島を自転車で探検すれば原田知世になった気分?

 ニューカレドニアの名前を日本に浸透させたきっかけは、森村桂のベストセラー旅行記『天国にいちばん近い島』の存在でしょう。たとえその本を読んでいなくても、タイトルだけは聞いたことがある人も多いはず。昭和世代なら、原田知世主演の同名映画も記憶に残っているのでは?

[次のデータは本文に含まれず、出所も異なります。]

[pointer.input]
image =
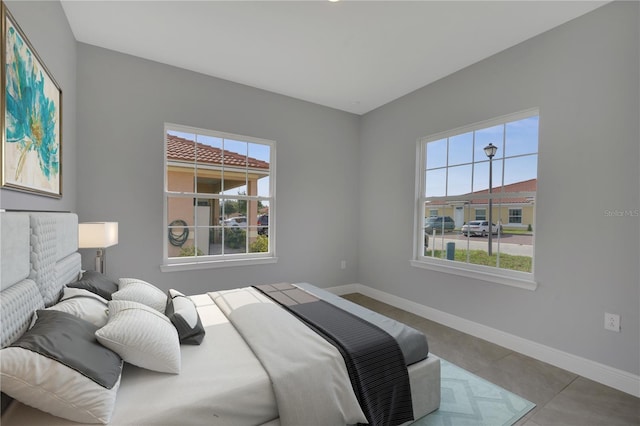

 その舞台となったのが、ニューカレドニアのロイヤリティ諸島の西のはずれに位置する、ウベア島です。全長45キロの大きな弓形の島で、最も狭いところで幅40メートルくらい。島はほぼ一本道で貫かれています。北部のサン・ジョセフの村まで行くには車が便利ですが、リゾートのある南部の名所を回るなら自転車で十分。地図が不要なくらい、わかりやすい島です。

空から見下ろすムリ橋。ラグーンの美しさは天国級! (C) ニューカレドニア観光局

 島は西側に光り輝く穏やかなラグーンが広がり、フリルのようなさざ波が打ち寄せる女性的なイメージ。一方の東側は神様が宿る海。こちらは大切な儀式のときに族長が捧げ物の魚を獲るために入る以外、遊泳は禁止されているそうです。

島の狭い部分では幅が約40メートル。ほぼ一本道なので、道に迷うことはまずありません。

 さぁ、リゾートから自転車で探検に出発! まずは絶景ポイントのムリ橋へ。

 ウベア島は西側に大きく孤を描いた約20キロメートル以上もの白砂ビーチがのびているのですが、ここからのビーチの眺望が一番との呼び声も。たしかにこの眺めを前にすれば、“天国にいちばん近い”に偽りなし! と、納得がゆくことでしょう。いわば、島のハイライト的スポットです。

適当に脇道からビーチへ。絶品ビーチにしばらくいても、風景の変化は犬が通り過ぎるくらい。

 道の両側に草木が茂る一本道から、気が向くままに西方向の脇道へ入ると、カジュアリーナの木々の先に一気に海が開けます。誰の足跡も付いていない細やかな白砂ビーチに座ってラグーンをしばらく眺めていても、時折、犬が通り過ぎるくらいで、ほぼ貸し切り状態。時間の流れが、ここだけ緩やかなテンポのよう。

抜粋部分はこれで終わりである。